Diagnosing with browser developer tools#
The developer tools Network tab is the single most useful diagnostic tool for this error. Here is what to look for:
- Open developer tools (F12 or Cmd+Opt+I)
- Go to the Network tab
- Click Update or Publish in the editor
- Find the request to
/wp-json/wp/v2/posts/(or/wp-json/wp/v2/pages/)
Check the status code:
- 200 = success (if still showing error, check response body for non-JSON content)
- 401 = authentication failure
- 403 = blocked by security plugin, WAF, or invalid nonce
- 404 = REST API URL not found (permalink issue)
- 405 = method not allowed (server configuration blocking POST requests)

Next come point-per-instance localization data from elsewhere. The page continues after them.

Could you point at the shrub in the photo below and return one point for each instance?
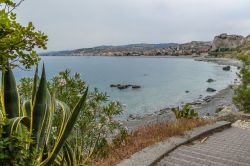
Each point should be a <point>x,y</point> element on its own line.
<point>186,112</point>
<point>29,128</point>
<point>95,123</point>
<point>242,93</point>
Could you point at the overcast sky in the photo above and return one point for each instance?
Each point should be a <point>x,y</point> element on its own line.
<point>74,24</point>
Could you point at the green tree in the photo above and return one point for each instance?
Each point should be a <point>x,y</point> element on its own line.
<point>18,42</point>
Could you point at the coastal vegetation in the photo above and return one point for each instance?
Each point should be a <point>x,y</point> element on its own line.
<point>61,122</point>
<point>242,91</point>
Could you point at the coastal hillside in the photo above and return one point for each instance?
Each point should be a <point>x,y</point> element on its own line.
<point>230,46</point>
<point>194,47</point>
<point>223,45</point>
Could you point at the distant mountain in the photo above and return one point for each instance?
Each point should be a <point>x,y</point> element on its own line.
<point>110,48</point>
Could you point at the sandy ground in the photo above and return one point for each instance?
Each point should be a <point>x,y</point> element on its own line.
<point>205,107</point>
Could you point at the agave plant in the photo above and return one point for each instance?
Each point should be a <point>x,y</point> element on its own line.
<point>35,119</point>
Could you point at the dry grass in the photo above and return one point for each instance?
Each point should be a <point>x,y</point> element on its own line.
<point>147,136</point>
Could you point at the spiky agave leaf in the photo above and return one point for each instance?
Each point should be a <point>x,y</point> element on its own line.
<point>38,112</point>
<point>35,85</point>
<point>27,108</point>
<point>66,130</point>
<point>68,155</point>
<point>9,97</point>
<point>44,127</point>
<point>13,125</point>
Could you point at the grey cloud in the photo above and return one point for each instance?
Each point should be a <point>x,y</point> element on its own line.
<point>86,23</point>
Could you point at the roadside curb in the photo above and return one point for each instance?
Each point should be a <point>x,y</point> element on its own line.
<point>152,154</point>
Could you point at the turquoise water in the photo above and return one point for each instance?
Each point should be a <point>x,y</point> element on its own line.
<point>164,80</point>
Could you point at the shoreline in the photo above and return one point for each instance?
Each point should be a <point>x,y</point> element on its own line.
<point>205,107</point>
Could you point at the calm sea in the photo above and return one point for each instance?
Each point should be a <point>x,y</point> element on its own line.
<point>164,80</point>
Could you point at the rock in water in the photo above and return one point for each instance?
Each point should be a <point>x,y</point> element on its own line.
<point>226,68</point>
<point>210,80</point>
<point>210,90</point>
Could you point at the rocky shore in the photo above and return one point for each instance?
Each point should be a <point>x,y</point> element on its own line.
<point>206,107</point>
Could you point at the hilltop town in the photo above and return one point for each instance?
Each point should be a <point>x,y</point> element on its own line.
<point>221,43</point>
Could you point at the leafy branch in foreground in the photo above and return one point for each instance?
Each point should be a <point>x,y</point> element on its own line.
<point>18,42</point>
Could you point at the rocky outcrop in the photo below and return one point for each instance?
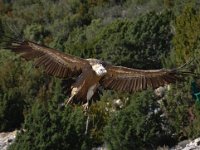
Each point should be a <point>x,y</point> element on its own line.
<point>7,138</point>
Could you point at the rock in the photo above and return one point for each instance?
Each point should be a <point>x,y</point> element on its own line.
<point>7,138</point>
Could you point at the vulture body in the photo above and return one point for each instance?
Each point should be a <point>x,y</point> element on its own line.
<point>92,73</point>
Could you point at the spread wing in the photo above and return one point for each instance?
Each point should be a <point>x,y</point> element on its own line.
<point>55,63</point>
<point>130,80</point>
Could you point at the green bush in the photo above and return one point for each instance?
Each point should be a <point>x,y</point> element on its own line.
<point>49,126</point>
<point>137,126</point>
<point>19,85</point>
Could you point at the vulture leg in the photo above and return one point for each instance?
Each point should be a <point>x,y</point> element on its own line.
<point>73,93</point>
<point>90,93</point>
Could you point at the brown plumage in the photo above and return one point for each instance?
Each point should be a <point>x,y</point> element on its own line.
<point>92,73</point>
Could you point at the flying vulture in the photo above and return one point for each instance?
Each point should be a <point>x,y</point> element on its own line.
<point>92,73</point>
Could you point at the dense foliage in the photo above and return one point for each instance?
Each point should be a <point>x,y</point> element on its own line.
<point>134,33</point>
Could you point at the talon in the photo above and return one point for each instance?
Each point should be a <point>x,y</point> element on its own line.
<point>68,101</point>
<point>85,106</point>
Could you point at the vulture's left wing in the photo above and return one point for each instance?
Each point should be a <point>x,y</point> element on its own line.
<point>130,80</point>
<point>55,63</point>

- 500 = PHP fatal error during save
- 502/503/504 = server/PHP-FPM issue
Check the response body:
- Valid JSON starting with
{= request succeeded, error might be in the JSON error message - HTML before JSON = PHP error output contaminating the response
- Full HTML page = redirect happened, security plugin injected a page, or wrong URL
- Empty response = timeout or connection dropped
Check the request headers:
- Look for
X-WP-Nonceheader. If missing, the nonce was not properly embedded in the page - Look for
Cookieheader. WordPress authentication cookies must be present
When the editor works but REST API errors persist#
If saving works most of the time but occasionally fails, the issue is likely intermittent:
- Database connection limits. If the database server is under heavy load, the REST API request may fail to get a connection. This is more common on shared hosting where many sites share a single MySQL server. For a full discussion of database connection issues, see Error establishing a database connection in WordPress: how to fix it.
- PHP-FPM worker exhaustion. If all PHP workers are busy, new requests queue and may timeout. This often correlates with traffic spikes or bot attacks. See 503 service temporarily unavailable in Nginx: what it means and how to fix it for the mechanics of worker pool exhaustion.
- Rate limiting. If your server applies rate limiting to POST requests, rapid saves (clicking Update multiple times quickly) may trigger the limit.
The classic editor as a temporary workaround#
If you need to publish content immediately and cannot diagnose the REST API issue right now, the Classic Editor plugin bypasses the REST API entirely. Install and activate it, and WordPress saves posts via traditional form submission. This is a workaround, not a fix – the underlying REST API issue should still be resolved because other features depend on it (the block editor, the new widgets editor, the site editor, and third-party plugins that use the REST API).
wp plugin install classic-editor --activate
Summary#
“Updating failed” and “Publishing failed” mean the block editor’s REST API save request did not complete successfully. The cause is almost always one of: a security plugin blocking the REST API, a WAF flagging the request body, PHP errors contaminating the JSON response, a permalink configuration issue preventing REST API URL routing, or a caching plugin serving stale nonces.
Diagnose by opening browser developer tools, checking the Network tab for the REST API request, and reading the status code and response body. The response tells you exactly what went wrong – whether it is a 403 from a security plugin, a PHP warning before the JSON, or a timeout. For a complete reference of WordPress errors and their quick fixes, see How to fix the most common WordPress errors.